Ése es el segundo elemento. El cuerpo político, máxime si es plural, ha de responder a una identidad común que no se sustituye por un acto de voluntad política. El "demos" ciudadano autoconstituido, teorizado desde Rousseau a Habermas, es un bello mito que nunca ha sido capaz de substituir a la realidad histórica. Y la realidad histórica europea no arroja aún como balance una identidad suficientemente homogénea y solidaria para servir de osamenta y musculatura a la epidermis constitucional. Por eso hay tantos intereses comunes como divergentes, y si algo está claro es la diferencia, cada día más profunda, entre los diferentes Estados de la Unión sobre política exterior -¿atlantismo, excepción francesa, vía alemana?-; sobre política económica -¿estabilidad o flexibilidad?-; sobre el alcance de las políticas de cohesión -¿hasta dónde, quién las paga y quién las cobra?- y lo que ello supone de solidaridad; sobre el futuro institucional. La Constitución es integración. Habermas considera que es la Constitución la que integra el cuerpo político hasta crearlo y así lo propone para la UE; pero la experiencia histórica enseña lo contrario. Fue el "Nosotros, pueblo de los Estados Unidos", o "El pueblo alemán en los Países de..." quienes construyeron verdaderas y sólidas constituciones; pero 70 años de constitucionalismo soviético fueron incapaces de engendrar el pueblo soviético. ¿A causa del comunismo? No, pese a la presión del comunismo. Hace falta más solidaridad funcional previa, más intereses comunes, para tener, de verdad, una Constitución.
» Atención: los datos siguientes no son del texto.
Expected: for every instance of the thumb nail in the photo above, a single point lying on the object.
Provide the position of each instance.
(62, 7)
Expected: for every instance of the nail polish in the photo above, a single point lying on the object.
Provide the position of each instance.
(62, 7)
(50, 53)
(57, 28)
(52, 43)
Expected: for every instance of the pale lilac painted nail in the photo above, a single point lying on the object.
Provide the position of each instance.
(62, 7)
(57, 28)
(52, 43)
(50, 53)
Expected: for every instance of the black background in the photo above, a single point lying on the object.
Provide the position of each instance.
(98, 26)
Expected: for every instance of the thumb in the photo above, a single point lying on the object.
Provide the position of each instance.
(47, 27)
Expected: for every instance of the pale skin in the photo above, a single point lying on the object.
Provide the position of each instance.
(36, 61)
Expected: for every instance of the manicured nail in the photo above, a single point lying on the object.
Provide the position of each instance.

Y, en tercer lugar, una Constitución es decisión. Pero el borrador tan laboriosamente elaborado por el señor Giscard no es tanto un esqueleto de Constitución, como se viene diciendo, sino un índice de cuestiones a dilucidar y, así, señalar que una institución ha de tener composición y competencias no es proponer una solución, sino plantear una pregunta. Y cuando la repuesta pende de cuestiones más fundamentales aún por resolver -¿cuáles van a ser las competencias de la Unión?, ¿cómo van a determinarse y tasarse?, ¿el ejecutivo ha de radicar en la Comisión o en los órganos del Consejo?, ¿cuál debe ser el peso de los Estados miembros en el legislativo?- resulta prematuro numerar el articulado. Todos coincidimos en el déficit democrático de que adolece la Unión; pero salvarlo requiere algo más que enunciar el principio de democracia participativa. Es preciso explicitar y articular dicho principio. Tales cuestiones pueden ser debatidas con mucho fruto en foro académico y aun diplomático; tarea, al parecer, aún por delante. Pero embarcar a los Estados y su ciudadanía en decidir sobre las mismas con la contundencia propia de un acto constituyente para el que las respectivas opiniones públicas no están preparadas, es trivializar aquél hasta hacerlo apócrifo o epiceno. Y, volviendo a la sublime metáfora de Hallstein, no hay nada más peligroso para el corredor que una bicicleta apócrifa lanzada a gran velocidad.

Miguel Herrero de Miñón es miembro de la Real Academia de Ciencias Morales y Políticas.